A hodge-podge of unconnected facts and ideas. The writer bounces like a pinball between competing assertions.

He understands the difficulties caused by regulators, but he ignores the history that created both them, and the monopoly they were designed to oversee. He doesn't understand (or at least doesn't address) that transition from a monopoly to a duopoly was just pissing in the soup. It didn't create a competitive environment, and it's not in the regulator's charter to do so: that's a political and legal construction. If we want an environment where providers can rise to strength based on their ability to give end-users what they want, we can't look to regulators to provide it: that requires policy change.

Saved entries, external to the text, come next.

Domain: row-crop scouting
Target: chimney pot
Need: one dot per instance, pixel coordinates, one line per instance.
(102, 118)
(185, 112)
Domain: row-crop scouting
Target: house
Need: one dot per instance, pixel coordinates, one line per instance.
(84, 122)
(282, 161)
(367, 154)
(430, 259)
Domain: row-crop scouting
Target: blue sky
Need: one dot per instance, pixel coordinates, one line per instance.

He correctly questions the statistical method of the OECD's report on broadband (consistent with the need to question any statistic):

"The principal metric used by OECD to rank broadband penetration is broadband lines per 100 people, which is at best misleading and at worst meaningless. Because it doesn't separate business and residential users and fails to account for differences in household composition, the OECD ranking -- Canada 10th and the United States 15th -- is highly suspect.

Then what does he do? He jumps to "a recent report": "As for the quality of Canadian connectivity, a recent report found the average download speed for Canada was 4.2 megabits a second, compared to 3.2 Mbps for France. Technology is advancing quickly and speeds of 200 Mbps and faster will soon be commonplace. Indeed, there are pockets in Canada where such services already exist."

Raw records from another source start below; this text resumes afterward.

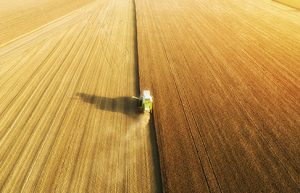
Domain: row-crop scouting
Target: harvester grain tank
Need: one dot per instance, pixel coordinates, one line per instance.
(145, 102)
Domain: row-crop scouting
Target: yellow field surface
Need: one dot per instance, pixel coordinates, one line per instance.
(225, 75)
(21, 16)
(67, 120)
(292, 3)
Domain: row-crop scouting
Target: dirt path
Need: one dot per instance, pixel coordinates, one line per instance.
(67, 122)
(225, 77)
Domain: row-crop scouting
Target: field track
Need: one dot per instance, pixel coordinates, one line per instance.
(225, 76)
(67, 120)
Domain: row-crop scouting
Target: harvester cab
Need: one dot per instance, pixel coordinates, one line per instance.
(145, 103)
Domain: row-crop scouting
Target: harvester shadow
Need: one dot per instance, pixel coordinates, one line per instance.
(125, 105)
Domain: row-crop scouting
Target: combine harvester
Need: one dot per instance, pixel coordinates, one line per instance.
(145, 103)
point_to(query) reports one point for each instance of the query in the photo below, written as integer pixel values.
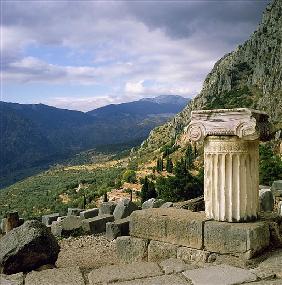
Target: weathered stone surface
(158, 250)
(167, 205)
(175, 265)
(74, 211)
(48, 219)
(91, 213)
(60, 276)
(273, 264)
(158, 280)
(12, 221)
(97, 224)
(124, 209)
(107, 208)
(276, 187)
(117, 228)
(191, 254)
(130, 249)
(14, 279)
(124, 272)
(194, 205)
(266, 200)
(176, 226)
(66, 225)
(152, 203)
(220, 274)
(248, 238)
(265, 282)
(27, 247)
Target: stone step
(126, 272)
(61, 276)
(219, 274)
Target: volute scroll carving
(196, 132)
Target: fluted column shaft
(231, 178)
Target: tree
(129, 176)
(182, 186)
(169, 165)
(148, 190)
(189, 156)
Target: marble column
(231, 181)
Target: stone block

What report? Using what statistical method? Does he think 200 Mbps is the ne plus ultra of throughput?

---

It's not worth our time to list the article's other inconsistencies and logical failures, of which there are many. A quick scan of the author's material elsewhere doesn't reveal any obvious bias, so maybe he's just putting in a word for legacy monopolists.

There's a hint of xenophobia, protectionism and incumbent apologetics in his complaint about "... a lot of chutzpah for a foreign investor for whom Industry Minister Tony Clement bent the rules." The contradictions in his approach seem to escape him. Is he complaining about the lack of a truly competitive environment, such that a minister had to make an "exception"? What does it say about status quo when a minister must override the regulator? That is, when the rules must be broken to create competition?

As for the author's poorly-nested claim that incumbents like Bell and Telus would best serve Canadians, full stop. There's a lot of ugly history that's been ignored here.

The article serves readers very poorly. It's a wreck.